He came to Jacksonville about what he believes to be half a century ago. He remembers that it was “ever so long before the fire” (1901) and “way back there when there wasn’t but three families over here in South Jacksonville: the Sahds, the Hendricks and the Oaks. I worked for all of them, but I worked for Mr. Bowden the longest.”
The reference is to R.L. Bowden, whom Thomas claims as one of his first employers in this section.
The old man has 22 children, the eldest of those living, looking older than Thomas himself. This “child” is fifty-odd years. He has been married three times, and lives now with his 50 year old wife.
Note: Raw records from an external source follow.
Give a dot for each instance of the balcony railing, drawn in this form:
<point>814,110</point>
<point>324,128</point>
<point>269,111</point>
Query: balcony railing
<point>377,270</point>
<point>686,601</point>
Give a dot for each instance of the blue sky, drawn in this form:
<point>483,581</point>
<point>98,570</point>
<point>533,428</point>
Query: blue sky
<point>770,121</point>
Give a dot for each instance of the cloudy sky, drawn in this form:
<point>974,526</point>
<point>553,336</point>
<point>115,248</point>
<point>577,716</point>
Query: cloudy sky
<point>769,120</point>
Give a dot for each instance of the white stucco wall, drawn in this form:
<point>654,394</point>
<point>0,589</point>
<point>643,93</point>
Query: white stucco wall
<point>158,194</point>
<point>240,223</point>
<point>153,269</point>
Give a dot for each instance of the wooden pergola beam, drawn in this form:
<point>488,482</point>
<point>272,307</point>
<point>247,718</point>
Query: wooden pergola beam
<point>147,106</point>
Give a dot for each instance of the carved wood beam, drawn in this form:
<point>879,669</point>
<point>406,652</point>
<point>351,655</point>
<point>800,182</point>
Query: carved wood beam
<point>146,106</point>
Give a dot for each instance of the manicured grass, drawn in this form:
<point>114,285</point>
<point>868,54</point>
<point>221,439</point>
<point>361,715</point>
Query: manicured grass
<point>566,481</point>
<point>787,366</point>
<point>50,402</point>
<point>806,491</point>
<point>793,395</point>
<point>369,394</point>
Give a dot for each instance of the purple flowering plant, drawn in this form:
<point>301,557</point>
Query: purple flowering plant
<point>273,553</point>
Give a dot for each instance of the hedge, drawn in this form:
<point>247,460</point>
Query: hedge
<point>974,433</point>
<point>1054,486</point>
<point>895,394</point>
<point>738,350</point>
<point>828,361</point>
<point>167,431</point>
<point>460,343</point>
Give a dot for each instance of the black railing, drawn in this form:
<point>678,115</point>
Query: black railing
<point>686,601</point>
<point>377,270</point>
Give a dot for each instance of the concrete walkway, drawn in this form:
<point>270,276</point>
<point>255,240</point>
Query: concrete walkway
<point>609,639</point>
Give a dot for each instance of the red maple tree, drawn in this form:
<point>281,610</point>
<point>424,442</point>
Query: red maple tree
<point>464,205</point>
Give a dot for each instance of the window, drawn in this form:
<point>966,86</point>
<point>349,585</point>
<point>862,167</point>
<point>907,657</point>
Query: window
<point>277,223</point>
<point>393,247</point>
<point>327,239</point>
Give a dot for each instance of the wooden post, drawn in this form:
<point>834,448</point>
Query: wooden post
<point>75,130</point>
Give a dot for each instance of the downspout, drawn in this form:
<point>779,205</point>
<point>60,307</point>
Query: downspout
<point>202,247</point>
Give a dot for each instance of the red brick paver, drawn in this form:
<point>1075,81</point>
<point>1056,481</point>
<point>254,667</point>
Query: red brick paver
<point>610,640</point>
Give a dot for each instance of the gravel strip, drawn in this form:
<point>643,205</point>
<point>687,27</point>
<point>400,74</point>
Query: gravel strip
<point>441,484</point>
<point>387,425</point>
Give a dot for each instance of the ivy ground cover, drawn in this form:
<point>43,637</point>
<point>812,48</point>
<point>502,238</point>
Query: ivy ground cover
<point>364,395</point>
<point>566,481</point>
In front of his shack is a huge, spreading oak tree. He says that there were three of them that he and his wife tended when they first moved to Jacksonville. “That one there was so little that I used to trim it with my pocket-knife,” he states. The tree he mentioned is now about two-and-a-half feet in diameter.
“Right after my first wife died, one of them trees withered,” the old man tells you. “I did all I could to save the other one, but pretty soon it was gone too. I guess this other one is waiting for me,” he laughs, and points to the remaining oak.
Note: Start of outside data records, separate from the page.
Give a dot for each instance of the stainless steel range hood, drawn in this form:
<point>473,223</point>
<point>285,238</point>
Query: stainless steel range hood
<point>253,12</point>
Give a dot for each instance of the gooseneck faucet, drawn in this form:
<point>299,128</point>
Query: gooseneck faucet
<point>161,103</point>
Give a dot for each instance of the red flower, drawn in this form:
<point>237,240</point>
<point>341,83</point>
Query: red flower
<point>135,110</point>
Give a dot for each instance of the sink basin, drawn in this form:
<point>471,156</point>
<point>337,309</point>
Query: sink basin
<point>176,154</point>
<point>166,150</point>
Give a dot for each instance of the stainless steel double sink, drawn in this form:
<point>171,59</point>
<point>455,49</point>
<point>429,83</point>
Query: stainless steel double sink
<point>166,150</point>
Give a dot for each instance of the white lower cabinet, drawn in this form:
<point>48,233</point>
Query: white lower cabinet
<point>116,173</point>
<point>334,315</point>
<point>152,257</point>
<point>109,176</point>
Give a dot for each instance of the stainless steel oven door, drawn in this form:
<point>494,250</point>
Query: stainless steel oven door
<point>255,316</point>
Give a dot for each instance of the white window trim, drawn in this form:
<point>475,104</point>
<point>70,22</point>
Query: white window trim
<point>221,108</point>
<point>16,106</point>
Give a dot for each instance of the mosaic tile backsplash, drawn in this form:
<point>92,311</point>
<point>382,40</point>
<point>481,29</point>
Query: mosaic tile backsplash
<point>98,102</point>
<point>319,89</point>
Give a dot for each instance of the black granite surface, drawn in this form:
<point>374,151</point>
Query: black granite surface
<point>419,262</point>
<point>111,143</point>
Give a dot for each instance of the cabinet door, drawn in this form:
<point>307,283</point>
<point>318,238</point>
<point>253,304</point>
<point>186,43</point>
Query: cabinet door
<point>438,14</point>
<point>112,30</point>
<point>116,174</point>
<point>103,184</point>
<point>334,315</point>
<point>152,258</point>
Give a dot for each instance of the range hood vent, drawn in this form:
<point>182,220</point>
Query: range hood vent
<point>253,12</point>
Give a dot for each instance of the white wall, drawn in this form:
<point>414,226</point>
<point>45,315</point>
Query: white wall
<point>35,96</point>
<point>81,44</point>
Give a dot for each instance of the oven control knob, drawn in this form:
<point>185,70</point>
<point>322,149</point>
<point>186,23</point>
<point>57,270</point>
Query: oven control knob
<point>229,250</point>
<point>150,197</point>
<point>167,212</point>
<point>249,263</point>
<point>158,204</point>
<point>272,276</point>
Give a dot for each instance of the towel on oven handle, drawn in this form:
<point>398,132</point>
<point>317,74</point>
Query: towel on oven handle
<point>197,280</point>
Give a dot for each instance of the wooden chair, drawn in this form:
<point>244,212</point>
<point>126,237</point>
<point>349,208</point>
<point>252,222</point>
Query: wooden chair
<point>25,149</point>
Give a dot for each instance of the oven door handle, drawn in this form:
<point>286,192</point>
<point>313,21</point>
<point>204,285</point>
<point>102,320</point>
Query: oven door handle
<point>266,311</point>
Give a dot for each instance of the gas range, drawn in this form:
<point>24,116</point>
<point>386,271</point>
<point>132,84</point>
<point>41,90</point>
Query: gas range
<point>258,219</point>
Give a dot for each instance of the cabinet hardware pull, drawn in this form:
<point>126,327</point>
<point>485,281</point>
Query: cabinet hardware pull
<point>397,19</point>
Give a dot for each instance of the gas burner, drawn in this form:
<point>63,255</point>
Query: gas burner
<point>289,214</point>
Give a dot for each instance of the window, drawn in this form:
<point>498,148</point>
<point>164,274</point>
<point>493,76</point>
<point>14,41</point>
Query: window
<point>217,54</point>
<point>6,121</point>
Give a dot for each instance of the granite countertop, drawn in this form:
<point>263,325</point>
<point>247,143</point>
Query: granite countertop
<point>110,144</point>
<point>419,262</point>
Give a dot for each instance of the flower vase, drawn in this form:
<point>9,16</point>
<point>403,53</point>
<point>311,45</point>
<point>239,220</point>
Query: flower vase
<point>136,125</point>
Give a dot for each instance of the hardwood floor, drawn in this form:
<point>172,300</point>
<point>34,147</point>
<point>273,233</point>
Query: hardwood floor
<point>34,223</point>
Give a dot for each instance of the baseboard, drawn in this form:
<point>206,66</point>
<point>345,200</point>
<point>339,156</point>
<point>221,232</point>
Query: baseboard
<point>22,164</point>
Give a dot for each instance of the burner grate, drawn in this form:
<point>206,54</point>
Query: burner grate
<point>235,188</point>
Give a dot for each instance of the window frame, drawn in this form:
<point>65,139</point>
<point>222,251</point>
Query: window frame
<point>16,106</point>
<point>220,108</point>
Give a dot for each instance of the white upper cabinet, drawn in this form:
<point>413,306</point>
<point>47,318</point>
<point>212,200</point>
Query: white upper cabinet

Thomas protests that his health is excellent, except for “just a little haze that comes over my eyes, and I can’t see so good.” He claims that he has no physical aches and pains. Despite the more than a century his voice is lively and his hearing fair, and his desire for travel still very much alive. When interviewed he had just completed a trip to a daughter in Clearwater, and “would have gone farther than that, but my son wouldn’t send me no fare like he promised!”
REFERENCE
1. Interview with subject, Shack Thomas, living on Old Saint Augustine Road, South Jacksonville, Florida
FEDERAL WRITERS’ PROJECT American Guide, (Negro Writers’ Unit)
Rachel A. Austin
Jacksonville, Florida
November 30, 1936
LUKE TOWNS, A Centenarian
Luke Towns, a centenarian, now residing at 1335 West Eighth Street, Jacksonville, Florida, was the ninth child born to Maria and Like Towns, slaves, December 34, 1835, in a village in Tolberton County, Georgia.
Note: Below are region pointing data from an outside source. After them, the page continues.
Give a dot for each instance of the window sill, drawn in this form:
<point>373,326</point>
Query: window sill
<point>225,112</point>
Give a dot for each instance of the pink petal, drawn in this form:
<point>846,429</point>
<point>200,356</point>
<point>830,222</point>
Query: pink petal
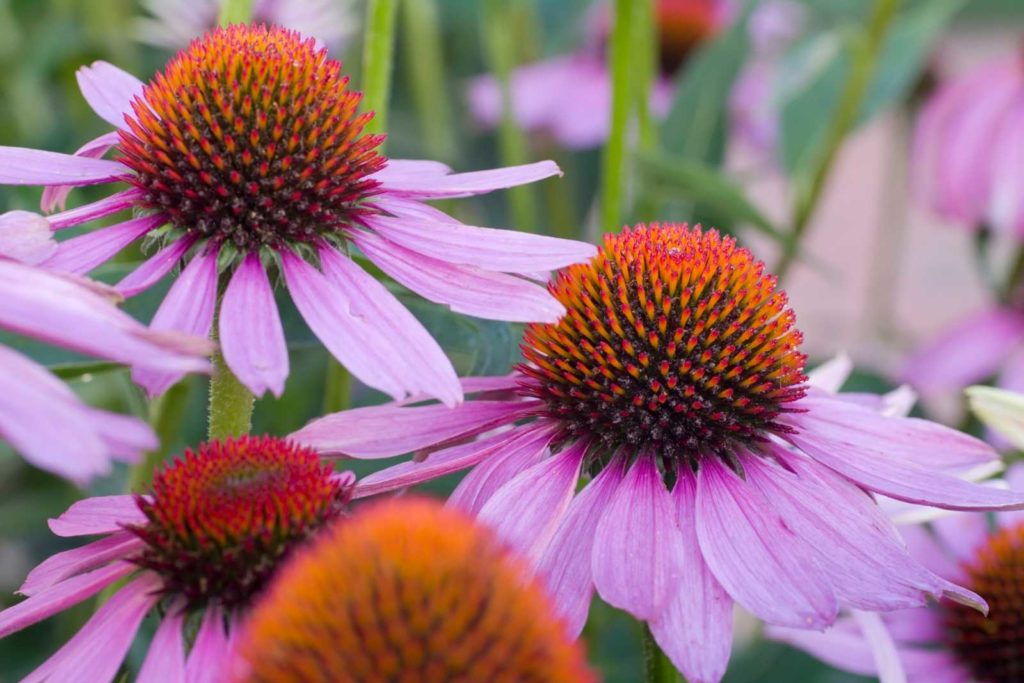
<point>967,353</point>
<point>99,514</point>
<point>26,237</point>
<point>60,596</point>
<point>465,289</point>
<point>165,663</point>
<point>429,185</point>
<point>251,336</point>
<point>695,629</point>
<point>565,564</point>
<point>109,90</point>
<point>82,254</point>
<point>485,248</point>
<point>59,567</point>
<point>763,564</point>
<point>187,308</point>
<point>638,544</point>
<point>383,431</point>
<point>95,652</point>
<point>154,268</point>
<point>525,512</point>
<point>427,369</point>
<point>20,166</point>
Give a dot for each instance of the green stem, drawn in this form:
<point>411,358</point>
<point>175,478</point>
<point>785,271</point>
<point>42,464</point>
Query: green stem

Mr. Town’s parents were owned by Governor Towns, whose name was taken by all the children born on the plantation; he states that he was placed on the public blocks for sale, and was purchased by a Mr. Mormon. At the marriage of Mr. Mormon’s daughter, Sarah, according to custom, he was given to this daughter as a wedding present, and thus became the slave and took the name of the Gulleys and lived with them until he became a young man at Smithville, Georgia, in Lee County.
His chief work was that of carrying water, wood and working around the house when a youngster; often, he states he would hide in the woods to keep from working.